Today, life seems to go at such a fast pace, I wonder when I can get off the merry-go-round. Sometimes I feel like I’m just going in circles. And we are not a busy, busy family. We have four children from ages 13 to 1. Only one of them is in any activity outside of school right now, and it is about to end.
Some days I feel such pressure, or stress, I just want to curl up in bed and hide. There is always something to do—wash something, buy something, cook something, fix something, put stuff away that was washed or prepared, read something, fill out forms, clean something, organize stuff, get rid of stuff. I am constantly going through clothes for four kids. It never seems to end.

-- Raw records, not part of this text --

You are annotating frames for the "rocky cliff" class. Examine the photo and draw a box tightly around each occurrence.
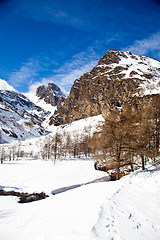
[36,83,65,106]
[50,50,160,125]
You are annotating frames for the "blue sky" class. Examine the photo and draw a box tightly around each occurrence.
[0,0,160,94]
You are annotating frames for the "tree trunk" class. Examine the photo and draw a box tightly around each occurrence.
[116,145,121,180]
[116,163,120,180]
[141,155,145,170]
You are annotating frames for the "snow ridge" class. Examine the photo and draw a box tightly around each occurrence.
[0,78,16,91]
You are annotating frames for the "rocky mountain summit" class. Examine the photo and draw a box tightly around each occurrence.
[0,90,48,143]
[36,83,65,106]
[50,50,160,125]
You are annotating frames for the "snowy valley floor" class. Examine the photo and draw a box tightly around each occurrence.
[0,158,160,240]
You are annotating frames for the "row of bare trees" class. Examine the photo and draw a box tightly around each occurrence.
[0,140,33,163]
[40,129,92,162]
[0,126,93,163]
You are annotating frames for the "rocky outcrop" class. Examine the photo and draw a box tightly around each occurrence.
[36,83,65,106]
[50,50,160,125]
[0,189,49,203]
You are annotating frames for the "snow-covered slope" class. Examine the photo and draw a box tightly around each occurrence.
[25,90,57,114]
[0,90,48,143]
[45,113,104,135]
[90,166,160,240]
[0,159,159,240]
[0,78,16,91]
[25,91,57,114]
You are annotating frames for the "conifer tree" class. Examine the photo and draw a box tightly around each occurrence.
[90,95,160,179]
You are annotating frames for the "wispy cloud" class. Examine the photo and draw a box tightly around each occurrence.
[27,49,100,95]
[7,47,100,94]
[43,49,100,94]
[11,0,117,31]
[8,58,41,88]
[12,0,86,29]
[123,32,160,57]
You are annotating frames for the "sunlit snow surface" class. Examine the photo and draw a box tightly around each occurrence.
[0,78,16,91]
[0,159,160,240]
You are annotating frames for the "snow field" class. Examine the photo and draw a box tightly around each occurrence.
[90,167,160,240]
[0,159,160,240]
[0,159,109,240]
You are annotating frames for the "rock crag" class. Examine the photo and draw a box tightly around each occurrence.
[36,83,65,106]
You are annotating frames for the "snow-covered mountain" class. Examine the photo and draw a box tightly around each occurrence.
[51,50,160,125]
[25,82,65,114]
[0,52,159,240]
[0,90,48,143]
[98,50,160,95]
[36,83,65,105]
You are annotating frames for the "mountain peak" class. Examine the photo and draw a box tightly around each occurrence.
[98,50,120,65]
[98,50,132,66]
[36,83,65,106]
[36,83,66,99]
[98,50,142,66]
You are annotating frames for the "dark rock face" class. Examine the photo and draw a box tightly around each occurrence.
[36,83,65,106]
[50,50,160,126]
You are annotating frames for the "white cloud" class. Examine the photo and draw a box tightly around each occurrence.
[124,32,160,56]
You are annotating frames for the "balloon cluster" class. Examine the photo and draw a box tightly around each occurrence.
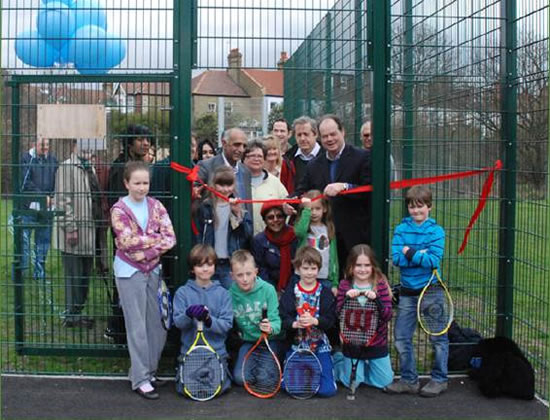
[15,0,126,74]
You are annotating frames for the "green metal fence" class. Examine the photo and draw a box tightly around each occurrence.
[284,0,548,399]
[1,0,548,401]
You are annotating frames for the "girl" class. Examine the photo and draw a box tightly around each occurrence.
[110,161,176,399]
[295,191,339,295]
[263,136,295,194]
[334,244,394,390]
[173,244,233,395]
[194,166,252,289]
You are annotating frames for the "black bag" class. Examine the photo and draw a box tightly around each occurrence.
[447,320,482,371]
[469,336,535,400]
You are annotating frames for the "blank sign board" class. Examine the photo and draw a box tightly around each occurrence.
[37,104,106,139]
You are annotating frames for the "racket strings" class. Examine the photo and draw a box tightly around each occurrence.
[340,300,379,346]
[283,350,321,399]
[183,347,223,400]
[243,345,281,395]
[419,285,452,334]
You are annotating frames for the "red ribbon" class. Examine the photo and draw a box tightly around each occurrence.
[171,160,502,254]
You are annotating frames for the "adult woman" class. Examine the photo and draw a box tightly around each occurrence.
[263,136,295,194]
[251,203,297,292]
[242,140,288,235]
[197,139,217,161]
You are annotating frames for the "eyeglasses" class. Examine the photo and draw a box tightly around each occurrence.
[245,154,264,160]
[265,213,285,221]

I long for the days when we could stay home and hang out with neighbors or have impromptu picnics or the kids could play in the neighborhood until dark (actually, in our area they can). I long for evenings when we don’t have to rush somewhere after dinner. At least we all eat together most nights—I know some days that won’t happen as the older children get further into teenage activities.

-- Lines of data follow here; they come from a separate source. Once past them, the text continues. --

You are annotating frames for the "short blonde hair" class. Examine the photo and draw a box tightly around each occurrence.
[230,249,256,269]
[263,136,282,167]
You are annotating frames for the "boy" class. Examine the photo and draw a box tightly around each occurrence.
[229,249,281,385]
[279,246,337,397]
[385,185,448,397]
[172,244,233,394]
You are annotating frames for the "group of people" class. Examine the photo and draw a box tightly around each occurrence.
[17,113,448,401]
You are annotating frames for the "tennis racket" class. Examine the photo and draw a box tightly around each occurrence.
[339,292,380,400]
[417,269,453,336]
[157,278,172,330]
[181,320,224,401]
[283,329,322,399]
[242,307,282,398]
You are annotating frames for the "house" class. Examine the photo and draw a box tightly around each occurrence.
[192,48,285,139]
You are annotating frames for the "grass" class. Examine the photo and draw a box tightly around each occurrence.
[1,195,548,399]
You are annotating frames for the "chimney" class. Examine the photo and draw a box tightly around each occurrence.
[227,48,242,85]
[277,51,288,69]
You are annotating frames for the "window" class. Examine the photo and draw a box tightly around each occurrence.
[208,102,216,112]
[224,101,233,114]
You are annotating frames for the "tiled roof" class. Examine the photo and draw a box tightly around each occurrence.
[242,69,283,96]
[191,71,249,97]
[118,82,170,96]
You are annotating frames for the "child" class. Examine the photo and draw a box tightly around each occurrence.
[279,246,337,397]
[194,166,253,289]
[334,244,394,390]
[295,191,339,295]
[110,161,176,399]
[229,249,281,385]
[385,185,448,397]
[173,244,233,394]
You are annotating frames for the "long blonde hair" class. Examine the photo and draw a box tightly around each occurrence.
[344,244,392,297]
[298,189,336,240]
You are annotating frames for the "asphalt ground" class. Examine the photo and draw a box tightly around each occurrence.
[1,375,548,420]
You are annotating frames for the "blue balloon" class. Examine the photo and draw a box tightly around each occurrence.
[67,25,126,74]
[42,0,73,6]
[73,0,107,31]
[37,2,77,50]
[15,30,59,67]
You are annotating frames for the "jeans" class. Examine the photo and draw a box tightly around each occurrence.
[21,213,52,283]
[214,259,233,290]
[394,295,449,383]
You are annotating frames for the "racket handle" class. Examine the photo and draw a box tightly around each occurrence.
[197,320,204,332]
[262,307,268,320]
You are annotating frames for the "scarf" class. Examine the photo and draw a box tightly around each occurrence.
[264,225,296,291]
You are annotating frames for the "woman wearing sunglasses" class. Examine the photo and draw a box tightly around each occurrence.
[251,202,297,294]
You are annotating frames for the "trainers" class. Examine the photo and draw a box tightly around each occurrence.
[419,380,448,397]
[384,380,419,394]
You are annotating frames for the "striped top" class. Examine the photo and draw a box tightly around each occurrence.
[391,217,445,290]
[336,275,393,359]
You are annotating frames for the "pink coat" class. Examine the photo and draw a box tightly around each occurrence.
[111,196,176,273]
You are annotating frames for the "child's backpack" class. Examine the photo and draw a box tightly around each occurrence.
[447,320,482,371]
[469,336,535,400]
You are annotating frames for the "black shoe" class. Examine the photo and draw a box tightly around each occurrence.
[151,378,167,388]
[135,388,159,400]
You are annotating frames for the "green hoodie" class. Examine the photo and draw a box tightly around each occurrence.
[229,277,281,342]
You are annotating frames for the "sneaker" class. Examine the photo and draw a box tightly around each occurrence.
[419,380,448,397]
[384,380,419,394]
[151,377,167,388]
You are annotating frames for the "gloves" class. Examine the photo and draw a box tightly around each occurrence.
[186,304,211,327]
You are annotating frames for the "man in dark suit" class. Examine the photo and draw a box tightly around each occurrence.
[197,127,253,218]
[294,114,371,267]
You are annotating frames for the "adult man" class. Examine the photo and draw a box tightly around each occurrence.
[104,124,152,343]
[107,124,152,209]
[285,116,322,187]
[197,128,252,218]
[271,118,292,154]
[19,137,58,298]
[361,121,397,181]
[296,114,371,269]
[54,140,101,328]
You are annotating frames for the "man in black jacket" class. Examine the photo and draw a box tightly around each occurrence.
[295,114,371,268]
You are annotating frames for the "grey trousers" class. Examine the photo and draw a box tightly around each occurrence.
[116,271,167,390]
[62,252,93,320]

It isn’t that we are involved in too much, it’s more like everything we do requires stuff—uniforms, binders, papers, books, schedules, etc. And then there is the tech stuff—DVDs, CDs, the DS (we wouldn’t have it, but a neighbor gave it to us when they upgraded), the X-box (given to us, too) and the toys, games etc. that permeate a house with children. We own too much of everything.
We have been watching the Walton’s on DVDs (borrowed from the library!—I love the library) and I think about the simpler days though they were going through the depression. Relationships were deeper, more meaningful and in person, not through email or Facebook. And the little stuff they had was well-made either by hand or in our own country.
I’m hoping the merry-go-round slows down soon, but in the mean time, I’ll just hold on tight!